そのうちに、マスコットをカバンにつけることや、キャラクターがプリントされたハンカチを持ち歩くことも止めた。ファンシーなものを身につけることは、女の子らしく弱い存在であることの象徴だと考えたからだ。

弱くてはいけない。ナメられるもんか。この2大ポリシーを守ったおかげでその後25年間は何かに騙されることなく生き抜いた。でもその結果、私は自分がかわいいものが好きだということを忘れてしまった。

そして、思いもよらず海外に留学をすることになった。

私は結婚して10年目の夫を日本に残して、言葉も文化も異なるオランダ王国に引っ越した。秋田から東京に出てきたことなど比べものにならないほど大きな環境の変化だった。

それにも関わらず、私は19歳の時のように心のバリアを張る必要はなかった。なぜなら、年齢や出身地、学歴、性別、長子か否かによってあるべき姿を押しつける色眼鏡がオランダになかったからだ。

相手が誰であっても率直で正直に話をするオランダでは、異邦人の私も心の扉を開けっぱなしにしておく必要があった。ひと回り以上も年下の学生たちとモーツァルトについて議論する授業でも、クラシック音楽の最前線で活躍する教授とのレッスンでも誰もが対等に話せ、わからないことをわからないと堂々と言える環境だった。

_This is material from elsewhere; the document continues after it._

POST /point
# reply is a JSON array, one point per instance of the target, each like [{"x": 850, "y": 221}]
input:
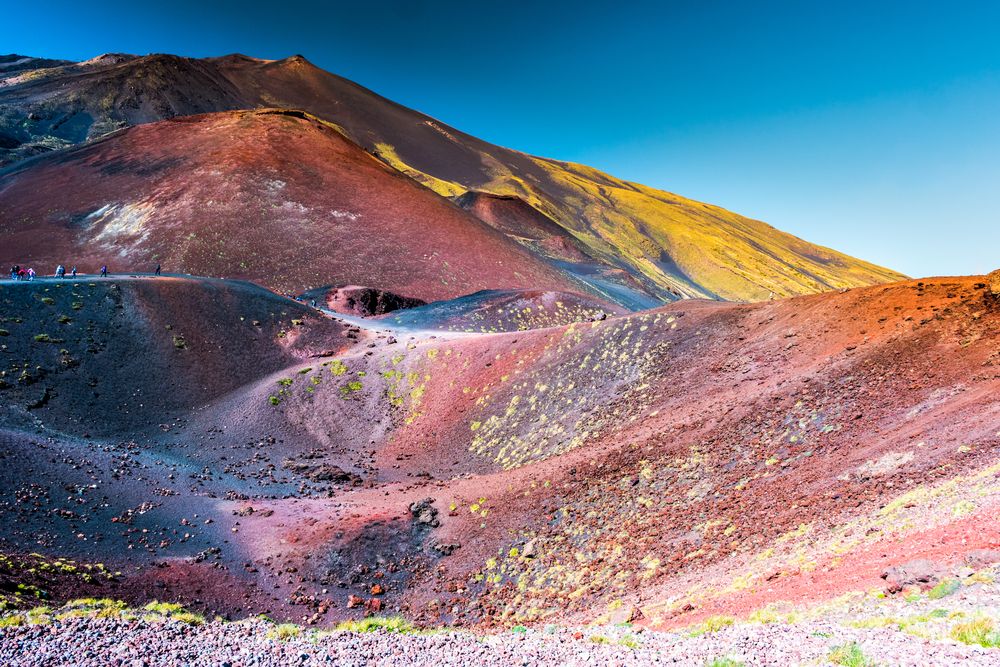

もはや本心を閉じ込めたり、自分を強く大きく見せる必要がなかった。むしろ、正直であればあるほど生きやすい国だったのだ。私の中の素直な気持ちがだんだんとよみがえってきた。

そして、鳥たちがきっかけで私は本当はかわいいものが大好きな人間だったことを思い出した。そんな私を弱いものだと見下す人はいないことにも気づいた。かわいいものを見てキャーキャー騒ぐことを我慢する必要はもうないのだ。

すると、道端のチューリップや野生のウサギ、放牧されている羊や牛、古い教会のレリーフ、19世紀の建物の小さな階段、流行っていたフラミンゴ柄のシャツ、アイスクリーム屋の看板、アンティークのピアノの譜面おき、ビールのパッケージ、デルフト焼きのタイルの柄、国立美術館の床の模様、スーパーマーケットのCM、シンタクラースを祝うお菓子、新年に食べる揚げドーナツたちが、いっせいに私の目に飛び込んできた。もちろん、そのすべてがかわいかった。

学校を卒業して日本に帰ってきてからはゆるキャラ目当てに旅行し、ぬいぐるみやマスコットを人目をはばかることなく買えるようになった。自宅にそれらを並べて、勉強やクラリネットの練習するとき眺めると心が落ち着く。楽器ケースやカバンにはお気に入りのキャラクターのステッカーを貼り、猫やウサギのイラストが大きくプリントがされているTシャツを着て堂々と都会のまん中を歩いている。

そうしていると、私は心を自由に使えるのだ。多少のことは気にせずに、私が進みたい道を歩くことができる。迷ってしまう時もあるけれど、心の羅針盤がスルっと方向を指し示してくれる。自分に嘘をつかなくてすむことが、コンパスの動きをスムーズにしてくれるんだろう。

無事に生き抜くために強い決意でかわいいもの好きな自分の心を封印した私だったが、本当に好きなものをごまかさずに好きだと言えることが、これほどまでに生きる上で大切なことだとは思いもよらなかった。

かわいいもの好きだということを思い出すことができ、本当によかった。

これがきっかけで私は嬉しいことや悲しいことに素直に反応しながら、自分の心を丁寧に扱えるようになった。そのおかげで、自分にも周りのひとにも穏やかに接することができるようになり、とても心地よく生活できるようになった。

かわいいものは、かわいい。そして私はかわいいものが大好きだ。